Can 'sankhara' meaning 'conditioning'?

From the collected teachings of Ajahn Chah:

  • “Conditioned things are the realm of samsara”

  • The mind becomes the unconditioned, the state which no longer contains conditioning factors.
    The mind is no longer conditioned by the concerns of the world, conditions no longer contaminate the mind. Pleasure and pain no longer aeect it. Nothing can affect the mind or change it, the mind is assured, it has escaped all constructions. Seeing the true nature of conditions and the determined,
    the mind becomes free. This freed mind is called the ‘unconditioned’, that which is beyond the power of constructing influences

  • Please clearly understand that when the mind is still, it’s in its natural, normal state. As soon as the mind moves, it becomes conditioned (sankhara). When the mind is attracted to something, it becomes conditioned. When aversion arises, it becomes conditioned. The desire to move here and there arises from conditioning. If our awareness doesn’t keep pace with these mental proliferations as they occur, the mind will chase after them and be conditioned by them. Whenever the mind moves, at that moment, it becomes a conventional reality"

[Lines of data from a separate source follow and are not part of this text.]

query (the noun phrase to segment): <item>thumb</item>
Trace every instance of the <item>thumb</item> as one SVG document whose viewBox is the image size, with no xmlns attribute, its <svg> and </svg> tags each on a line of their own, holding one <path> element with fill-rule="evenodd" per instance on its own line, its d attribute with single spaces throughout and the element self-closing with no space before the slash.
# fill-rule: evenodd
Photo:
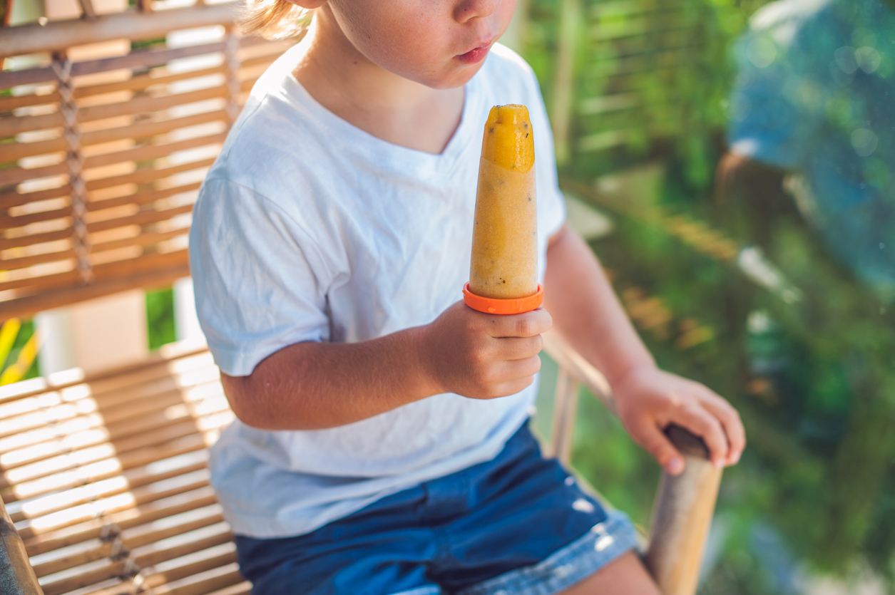
<svg viewBox="0 0 895 595">
<path fill-rule="evenodd" d="M 658 425 L 646 422 L 641 427 L 641 445 L 659 462 L 669 474 L 678 475 L 684 471 L 684 457 Z"/>
</svg>

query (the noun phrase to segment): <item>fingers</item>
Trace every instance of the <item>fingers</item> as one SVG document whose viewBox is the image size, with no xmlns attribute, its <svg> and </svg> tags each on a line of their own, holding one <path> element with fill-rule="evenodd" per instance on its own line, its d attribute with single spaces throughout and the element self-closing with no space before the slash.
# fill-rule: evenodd
<svg viewBox="0 0 895 595">
<path fill-rule="evenodd" d="M 743 449 L 746 448 L 746 429 L 739 413 L 723 397 L 706 389 L 703 395 L 703 406 L 714 415 L 724 428 L 729 449 L 726 463 L 737 464 Z"/>
<path fill-rule="evenodd" d="M 534 381 L 534 375 L 541 370 L 541 358 L 537 355 L 524 360 L 505 361 L 495 369 L 491 378 L 493 388 L 489 396 L 515 395 Z"/>
<path fill-rule="evenodd" d="M 550 330 L 553 319 L 542 308 L 522 314 L 489 316 L 489 334 L 494 337 L 534 336 Z"/>
<path fill-rule="evenodd" d="M 544 347 L 544 339 L 540 335 L 534 336 L 507 336 L 496 339 L 496 359 L 524 360 L 537 355 Z"/>
<path fill-rule="evenodd" d="M 644 421 L 637 434 L 641 446 L 659 462 L 666 472 L 678 475 L 684 471 L 684 457 L 658 425 Z"/>
<path fill-rule="evenodd" d="M 537 355 L 524 360 L 507 361 L 503 365 L 503 375 L 507 379 L 515 380 L 534 376 L 541 370 L 541 358 Z"/>
<path fill-rule="evenodd" d="M 709 447 L 712 463 L 723 467 L 728 458 L 728 439 L 720 421 L 698 405 L 685 406 L 675 412 L 673 421 L 703 438 Z"/>
</svg>

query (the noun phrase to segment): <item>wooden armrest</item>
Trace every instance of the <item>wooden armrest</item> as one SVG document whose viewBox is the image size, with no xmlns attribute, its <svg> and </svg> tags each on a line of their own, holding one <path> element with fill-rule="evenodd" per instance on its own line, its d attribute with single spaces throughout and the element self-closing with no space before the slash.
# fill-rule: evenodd
<svg viewBox="0 0 895 595">
<path fill-rule="evenodd" d="M 567 463 L 577 387 L 584 385 L 613 413 L 615 400 L 606 378 L 556 333 L 544 335 L 544 351 L 559 366 L 553 417 L 553 451 Z M 685 470 L 678 476 L 662 472 L 652 508 L 645 563 L 664 595 L 694 595 L 708 537 L 721 470 L 709 460 L 698 436 L 677 425 L 665 434 L 684 455 Z"/>
<path fill-rule="evenodd" d="M 43 595 L 43 592 L 25 553 L 25 544 L 0 500 L 0 593 Z"/>
</svg>

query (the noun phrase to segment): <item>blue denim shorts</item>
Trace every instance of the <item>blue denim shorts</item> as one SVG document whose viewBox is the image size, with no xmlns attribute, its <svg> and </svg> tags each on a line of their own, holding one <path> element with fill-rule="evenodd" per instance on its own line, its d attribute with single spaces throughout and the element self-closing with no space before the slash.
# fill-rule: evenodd
<svg viewBox="0 0 895 595">
<path fill-rule="evenodd" d="M 544 458 L 527 423 L 491 461 L 306 535 L 235 542 L 254 595 L 556 593 L 638 548 L 628 517 Z"/>
</svg>

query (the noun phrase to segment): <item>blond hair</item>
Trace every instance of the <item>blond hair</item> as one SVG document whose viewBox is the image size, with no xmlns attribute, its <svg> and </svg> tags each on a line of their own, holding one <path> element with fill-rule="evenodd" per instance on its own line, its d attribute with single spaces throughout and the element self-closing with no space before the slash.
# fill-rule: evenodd
<svg viewBox="0 0 895 595">
<path fill-rule="evenodd" d="M 312 15 L 310 9 L 289 0 L 245 0 L 236 18 L 236 26 L 243 35 L 285 39 L 303 33 Z"/>
</svg>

Some explain kaya sankhara as those mental formations that condition or give rise to bodliy movements such as breath but also raising an arm, moving a leg etc.
Vaci sankhara as those mental formations that condition or give rise to inner verbalisations (thoughts) and outer, speaking.
Mano or citta sankhara as those mental formation that condition or give rise to certain states of mind, that cause mentallity, an angry mindset, a greedy, jalous etc. Constructing influences.

I do not think it is really appropriate to think about those arising sankhara’s as willed but more like habitual forces. I belief it is like the breath. It is not that we every moment decide to breath.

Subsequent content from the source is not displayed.